Depois de entrarem na corrente sanguínea, os microplásticos podem atingir vários tecidos e órgãos.
Depois de entrarem na corrente sanguínea, os microplásticos podem atingir vários tecidos e órgãos.

Apesar do crescente número de estudos, a comunidade científica recomenda prudência. A medição de microplásticos em tecidos humanos continua a enfrentar desafios metodológicos, incluindo o risco de contaminação das amostras e a necessidade de técnicas laboratoriais mais padronizadas.

Alguns especialistas alertam que ainda existem dúvidas sobre a quantidade real destas partículas no organismo e sobre o seu verdadeiro impacto na saúde.
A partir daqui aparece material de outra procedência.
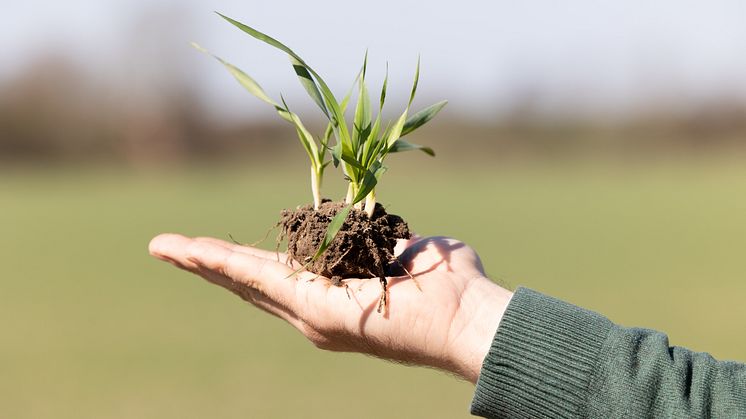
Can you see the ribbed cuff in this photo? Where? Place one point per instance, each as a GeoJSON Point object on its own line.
{"type": "Point", "coordinates": [541, 360]}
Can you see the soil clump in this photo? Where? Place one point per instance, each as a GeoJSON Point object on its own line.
{"type": "Point", "coordinates": [363, 247]}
Ainda assim, há consenso quanto a um ponto: a exposição humana aos microplásticos é hoje praticamente inevitável.

Estas partículas resultam da degradação de plásticos maiores e podem ser inaladas ou ingeridas através da água, dos alimentos e do ambiente. A investigação procura agora perceber até que ponto esta exposição contribui para doenças cardiovasculares, inflamatórias e outras patologias crónicas.

Enquanto a ciência continua a esclarecer estas questões, os especialistas recordam que os principais fatores de prevenção cardiovascular permanecem inalterados: não fumar, controlar a pressão arterial, manter níveis saudáveis de colesterol e glicemia, praticar atividade física regular e seguir uma alimentação equilibrada.

Referência da notícia

Pasquale Paolisso , Lucia Scisciola , Marta Belmonte , Roberto Scarsini , Verdiana Galli , Emanuele Gallinoro , Matteo Casenghi , Davide Ausiello , Giose Vincelli , Pasquale Policastro , Marco Redivo , Francesco Cefalì , Angelo Fenti , Valeria Pellegrini , Giovanni Falco , Simona Galoppo , Andrea Berni , Matteo Armillotta , Carmine Pizzi , Francesco Prattichizzo , Antonio Ceriello , Michelangela Barbieri , Flavio Ribichini , Pasquale Iovino , Philip Landrigan , Giuseppe Paolisso , Raffaele Marfella , Emanuele Barbato. (2026). Micro- and nano-plastics in the coronary circulation and air pollution exposure in ischaemic heart disease presentation.